Do momento em que tem início My Baby Don’t Understand Me, até o movimento final de It Is You, a sensação de fragilidade que preenche a obra de Natalie Prass é clara, perturbadora e ainda capaz de acolher o ouvinte. Protagonista da própria obra, a cantora e compositora estadunidense transforma o autointitulado primeiro registro de estúdio em um mundo aberto para confissões amarguradas e lamentos tão íntimos, que até parecem moldados para o ouvinte.

Ativa em diferentes núcleos da cena norte-americana, Prass atravessou a última década em meio a parcerias com notáveis da produção alternativa, caso de Jenny Lewis e Matthew E. White, posteriormente fixando residência na cidade de Nashville – o epicentro da música country. Com naturalidade, todo esse catálogo de “referências” se faz visível em cada ato do recente trabalho da cantora, tão próxima dos primeiros registros da “ex-Rilo Kiley” – principalmente no debut Rabbit Fur Coat (2006) -, como do recente trabalho de White – Big Inner (2012) -, parceiro desde a adolescência e produtor do álbum ao lado de Trey Pollard.

De natureza melancólica, como um sussurro alcoólico em uma noite de abandono, cada uma das nove composições do disco borbulham os sentimentos mais dolorosos (e confessionais) de Prass.
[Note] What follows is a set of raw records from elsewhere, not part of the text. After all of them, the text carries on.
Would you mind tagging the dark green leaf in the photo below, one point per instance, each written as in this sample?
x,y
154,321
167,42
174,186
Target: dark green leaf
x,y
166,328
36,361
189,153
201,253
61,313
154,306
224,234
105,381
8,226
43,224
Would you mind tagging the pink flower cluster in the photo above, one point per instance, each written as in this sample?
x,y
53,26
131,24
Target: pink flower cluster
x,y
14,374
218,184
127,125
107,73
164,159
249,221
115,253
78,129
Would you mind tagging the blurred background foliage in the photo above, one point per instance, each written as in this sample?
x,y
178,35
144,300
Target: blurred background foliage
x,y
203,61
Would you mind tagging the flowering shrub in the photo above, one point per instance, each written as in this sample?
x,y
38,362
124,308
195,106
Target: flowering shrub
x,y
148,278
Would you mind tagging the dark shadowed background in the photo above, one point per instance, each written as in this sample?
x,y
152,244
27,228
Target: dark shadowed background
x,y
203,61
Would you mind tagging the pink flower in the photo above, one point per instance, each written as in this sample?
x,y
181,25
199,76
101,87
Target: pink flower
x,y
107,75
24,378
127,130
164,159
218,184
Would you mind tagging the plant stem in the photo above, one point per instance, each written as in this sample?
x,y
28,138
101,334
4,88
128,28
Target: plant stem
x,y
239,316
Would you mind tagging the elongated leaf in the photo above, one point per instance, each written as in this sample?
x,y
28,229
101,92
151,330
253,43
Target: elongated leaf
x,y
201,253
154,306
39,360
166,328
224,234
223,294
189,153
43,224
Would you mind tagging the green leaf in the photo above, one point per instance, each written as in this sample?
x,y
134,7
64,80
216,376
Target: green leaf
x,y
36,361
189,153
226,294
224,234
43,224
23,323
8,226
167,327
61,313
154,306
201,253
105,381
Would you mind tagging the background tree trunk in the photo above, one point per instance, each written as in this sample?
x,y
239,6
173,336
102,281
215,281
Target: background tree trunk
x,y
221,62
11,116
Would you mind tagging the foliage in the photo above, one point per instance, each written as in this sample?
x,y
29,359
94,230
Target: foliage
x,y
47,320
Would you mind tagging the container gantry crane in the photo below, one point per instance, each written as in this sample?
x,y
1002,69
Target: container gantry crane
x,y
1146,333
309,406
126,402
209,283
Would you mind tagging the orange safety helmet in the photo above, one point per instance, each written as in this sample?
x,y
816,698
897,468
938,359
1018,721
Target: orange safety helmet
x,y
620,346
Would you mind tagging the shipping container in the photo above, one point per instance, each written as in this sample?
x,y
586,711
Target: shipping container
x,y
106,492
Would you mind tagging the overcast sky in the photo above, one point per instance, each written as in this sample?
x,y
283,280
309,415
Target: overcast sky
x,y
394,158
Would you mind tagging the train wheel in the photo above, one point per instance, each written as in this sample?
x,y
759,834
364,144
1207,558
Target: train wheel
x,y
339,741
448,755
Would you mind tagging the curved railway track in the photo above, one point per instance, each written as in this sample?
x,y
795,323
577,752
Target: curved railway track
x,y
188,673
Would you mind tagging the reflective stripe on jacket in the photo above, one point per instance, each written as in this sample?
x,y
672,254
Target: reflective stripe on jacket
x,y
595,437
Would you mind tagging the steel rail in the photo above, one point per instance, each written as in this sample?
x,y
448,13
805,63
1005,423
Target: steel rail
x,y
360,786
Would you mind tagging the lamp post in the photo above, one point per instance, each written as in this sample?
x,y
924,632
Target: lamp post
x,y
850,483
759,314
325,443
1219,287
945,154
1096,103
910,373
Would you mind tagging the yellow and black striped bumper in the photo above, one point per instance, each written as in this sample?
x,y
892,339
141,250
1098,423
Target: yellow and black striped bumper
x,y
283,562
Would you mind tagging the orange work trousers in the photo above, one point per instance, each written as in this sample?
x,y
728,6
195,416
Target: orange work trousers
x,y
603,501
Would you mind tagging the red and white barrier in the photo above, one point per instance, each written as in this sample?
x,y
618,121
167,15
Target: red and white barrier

Recortes essencialmente sensíveis, como os de My Baby Don’t Understand Me (“Nosso amor é como um longo adeus“) ou mesmo raivosos, caso de Your Fool (“Todas as promessas que eu fiz / E você me abandonou“), em que a cantora imediatamente conversa com gigantes da música Country – talvez Dolly Parton e Dusty Springfield -, além de artistas recentes do mesmo cenário, vide a herança explícita de Neko Case e Gilian Welch durante todo o trabalho.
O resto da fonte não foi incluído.